L’étude confirme que BFId est une méthode d’identification robuste et particulièrement efficace. Une comparaison directe avec la méthode existante utilisant le CSI (Channel State Information) a révélé que la précision d’identification basée sur le BFI surpasse celle du CSI, même en utilisant des modèles d’adversaire moins sophistiqués.

Le facteur de risque est considérablement aggravé par les caractéristiques techniques du BFI car le BFI est transmis sans chiffrement (sans cryptage) par voie hertzienne, ce qui le rend facilement accessible et contrairement à d’autres méthodes nécessitant des micrologiciels ou du matériel personnalisé coûteux, l’enregistrement des données BFI ne requiert aucun équipement spécialisé. Il est donc plus facile de capturer les données depuis de multiples perspectives.

Cela crée une urgence de la confidentialité car l’arrivée massive de ce matériel compatible BFI dans des millions de foyers et d’établissements publics amplifie les préoccupations en matière de confidentialité à un niveau critique. Les données BFI, conçues pour optimiser la connexion, deviennent involontairement des marqueurs d’identité permanents.

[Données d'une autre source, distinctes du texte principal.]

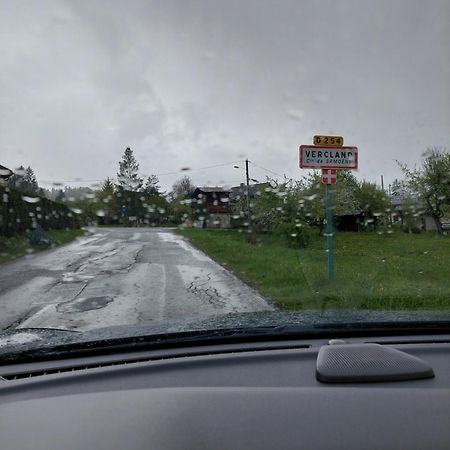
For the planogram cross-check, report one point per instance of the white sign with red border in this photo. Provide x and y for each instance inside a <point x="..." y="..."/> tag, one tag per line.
<point x="317" y="157"/>
<point x="329" y="176"/>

Le beamforming feedback : une porte dérobée non chiffrée

Définition
Le beamforming est une technique utilisée par les routeurs modernes pour diriger le signal Wi-Fi vers les appareils connectés afin d’améliorer la force et la stabilité de la connexion. Les signaux de « rétroaction » sont les informations que les routeurs échangent entre eux ou avec les appareils pour ajuster ces faisceaux.

Vulnérabilité
Les chercheurs ont exploité le fait que ces signaux sont non chiffrés et sont émis régulièrement par les routeurs.

Note : L’étude mentionne également des recherches antérieures de l’Université de Californie à Santa Barbara qui ont démontré la capacité du Wi-Fi à « lire à travers les murs » grâce à des théories de diffraction.